WASHINGTON — The explosion at an oil rig in the Gulf of Mexico is no reason to give up plans to expand offshore drilling, White House spokesman Robert Gibbs said Friday.
Gibbs said President Barack Obama continues to believe that the United States needs a comprehensive solution to its energy problems — including expanded domestic production of oil and natural gas.
Obama believes most energy production can be done safely and without harming the environment, Gibbs said, but he conceded there will sometimes be accidents.
On March 31, Obama called for new offshore drilling in the Atlantic Ocean from Delaware to central Florida, plus the northern waters of Alaska.
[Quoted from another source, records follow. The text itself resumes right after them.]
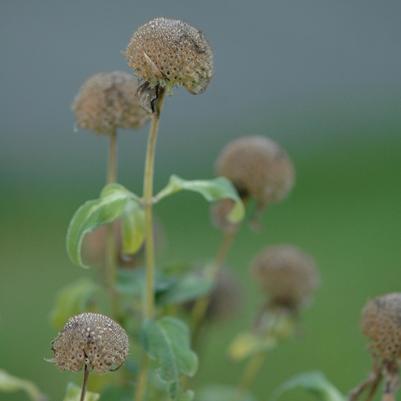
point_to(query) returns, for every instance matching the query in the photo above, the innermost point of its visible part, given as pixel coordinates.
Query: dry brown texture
(171, 52)
(108, 101)
(258, 167)
(219, 212)
(288, 275)
(381, 322)
(92, 339)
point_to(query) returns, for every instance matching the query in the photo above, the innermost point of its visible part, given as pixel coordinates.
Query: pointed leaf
(212, 190)
(167, 342)
(315, 383)
(113, 201)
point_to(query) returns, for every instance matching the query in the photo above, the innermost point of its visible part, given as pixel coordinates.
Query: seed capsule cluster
(287, 274)
(258, 168)
(90, 339)
(107, 101)
(381, 323)
(171, 52)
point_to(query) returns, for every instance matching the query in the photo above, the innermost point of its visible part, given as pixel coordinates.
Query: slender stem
(147, 197)
(201, 305)
(251, 370)
(84, 383)
(112, 162)
(111, 266)
(149, 307)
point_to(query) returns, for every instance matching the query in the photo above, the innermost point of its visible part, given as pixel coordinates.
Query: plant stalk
(201, 305)
(111, 266)
(149, 307)
(84, 383)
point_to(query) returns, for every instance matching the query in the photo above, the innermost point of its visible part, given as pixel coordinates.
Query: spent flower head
(166, 52)
(287, 274)
(258, 167)
(108, 101)
(92, 340)
(381, 323)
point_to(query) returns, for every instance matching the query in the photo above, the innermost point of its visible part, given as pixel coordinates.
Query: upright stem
(201, 305)
(111, 267)
(148, 198)
(84, 383)
(149, 309)
(112, 162)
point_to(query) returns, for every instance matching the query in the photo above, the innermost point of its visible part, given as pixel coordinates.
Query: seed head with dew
(166, 52)
(92, 340)
(381, 323)
(258, 167)
(108, 101)
(287, 274)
He also wants Congress to lift a drilling ban in the oil-rich eastern Gulf of Mexico, 125 miles from Florida beaches.
"In all honesty, I doubt this is the first accident that has happened, and I doubt it will be the last," Gibbs told reporters.
The search was suspended Friday for 11 workers missing after the explosion late Tuesday on the rig, Deepwater Horizon, off the Louisiana coast.
Coast Guard Rear Adm. Mary Landry said no oil appeared to be leaking from a well head at the ocean floor, nor was any oil leaking at the water's surface. But she said crews were closely monitoring the rig for any more crude that might spill out.
The Coast Guard estimates about 200 barrels of oil are still floating on the water. Another 180 gallons of oil and water mixed have been skimmed from the water and the Coast Guard believes a significant amount has evaporated.
A light sheen of oil was visible over approximately 100 square miles Friday morning. By afternoon, the Coast Guard said, that area appeared to be much smaller.